Au-delà du déploiement de juillet 2026, le gouvernement affiche déjà une vision à long terme. Selon la feuille de route présentée lors des échanges, les années à venir verront successivement : l’intégration progressive des petites et très petites entreprises ; la mise en place de tableaux de bord analytiques en 2028 ; le développement de contrôles fiscaux prédictifs utilisant l’intelligence artificielle à partir de 2029 ; la construction d’une administration fiscale entièrement numérique à l’horizon 2030.

 

« À partir de 2029, nous commencerons à faire ce que nous appelons les contrôles prédictifs en utilisant les outils d’intelligence artificielle », a annoncé Loïc Mberi Mboko.

 

Conscient des inquiétudes que peut susciter un changement d’une telle ampleur, le gouvernement insiste sur l’accompagnement des contribuables. Les autorités fiscales assurent que des équipes dédiées resteront mobilisées pour assister les entreprises dans leur processus de conformité. « Je voudrais rassurer les contribuables de la disponibilité de l’administration fiscale à les accompagner durant cette phase de déploiement », a déclaré Ludovic ITOUA.
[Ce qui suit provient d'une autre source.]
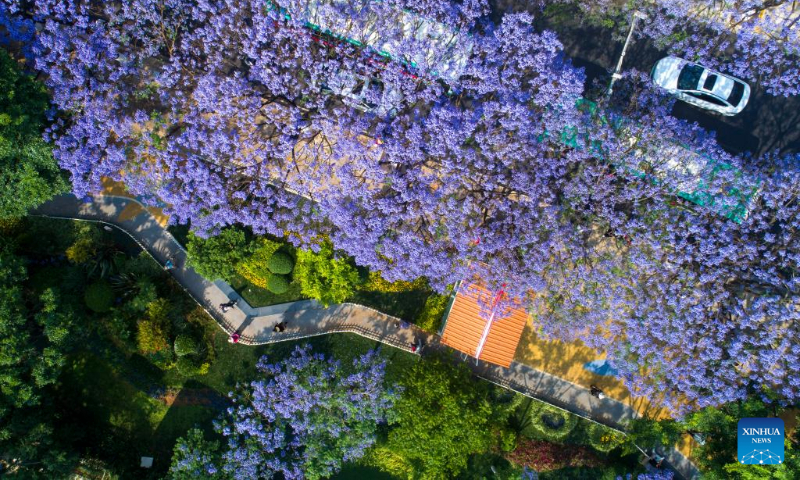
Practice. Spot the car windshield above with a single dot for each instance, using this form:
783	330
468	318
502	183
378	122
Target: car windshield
711	80
736	94
690	77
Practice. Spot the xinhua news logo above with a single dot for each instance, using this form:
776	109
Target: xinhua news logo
760	441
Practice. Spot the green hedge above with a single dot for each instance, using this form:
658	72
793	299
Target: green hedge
185	345
277	284
280	263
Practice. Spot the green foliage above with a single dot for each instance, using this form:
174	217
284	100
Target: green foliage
277	284
255	268
648	433
218	256
325	278
153	331
82	250
603	439
442	418
546	422
430	319
99	297
280	263
35	335
29	175
185	345
189	366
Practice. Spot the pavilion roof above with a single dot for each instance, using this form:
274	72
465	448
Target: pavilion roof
483	327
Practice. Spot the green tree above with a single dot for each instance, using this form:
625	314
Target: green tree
277	284
647	432
29	175
35	335
443	417
280	263
324	277
218	256
195	457
153	331
99	297
185	345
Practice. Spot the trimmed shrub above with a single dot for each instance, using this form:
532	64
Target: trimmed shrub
151	336
280	263
189	366
376	283
604	439
254	267
430	319
99	297
185	345
277	284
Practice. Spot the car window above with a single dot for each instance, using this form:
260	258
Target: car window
711	80
690	77
736	94
708	98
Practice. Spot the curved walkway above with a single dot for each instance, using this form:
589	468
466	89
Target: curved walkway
308	318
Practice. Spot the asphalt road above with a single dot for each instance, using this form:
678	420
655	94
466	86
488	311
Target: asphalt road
767	123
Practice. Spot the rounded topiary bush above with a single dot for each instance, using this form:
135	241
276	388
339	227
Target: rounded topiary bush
604	439
280	263
99	297
189	366
277	284
185	345
550	423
Même son de cloche du côté du ministère des Finances qui invite les opérateurs économiques à consulter la plateforme officielle du SFEC, à poser leurs questions et à participer activement à l’amélioration du système.
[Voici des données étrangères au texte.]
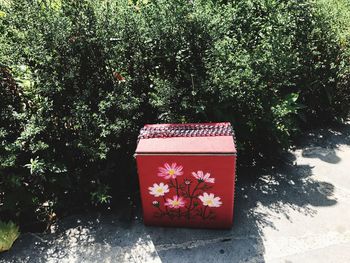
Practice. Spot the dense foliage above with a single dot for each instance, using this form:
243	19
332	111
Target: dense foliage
79	78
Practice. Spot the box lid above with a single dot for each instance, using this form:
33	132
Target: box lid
200	138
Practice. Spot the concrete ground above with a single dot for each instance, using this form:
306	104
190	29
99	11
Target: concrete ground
298	212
Un accompagnement annoncé pour les entreprises

Pour faciliter la transition, l’administration fiscale prévoit un dispositif d’assistance comprenant une plateforme numérique dédiée, des guides pratiques, des espaces d’accueil spécialisés ainsi que des outils d’accompagnement destinés aux entreprises. Des campagnes de sensibilisation, des formations et des actions de communication ciblées seront progressivement déployées afin de favoriser l’appropriation de cette réforme qui ambitionne de moderniser la gestion des finances publiques, sécuriser les recettes de l’État et améliorer durablement le climat des affaires en République du Congo.

Le compte à rebours est lancé. À moins de deux semaines de l’échéance réglementaire, le message des autorités est clair : le temps de la préparation touche à sa fin.

Le 1er juillet 2026 marquera l’entrée du Congo dans une nouvelle ère fiscale où les factures certifiées, sécurisées et tracées remplaceront progressivement les pratiques traditionnelles.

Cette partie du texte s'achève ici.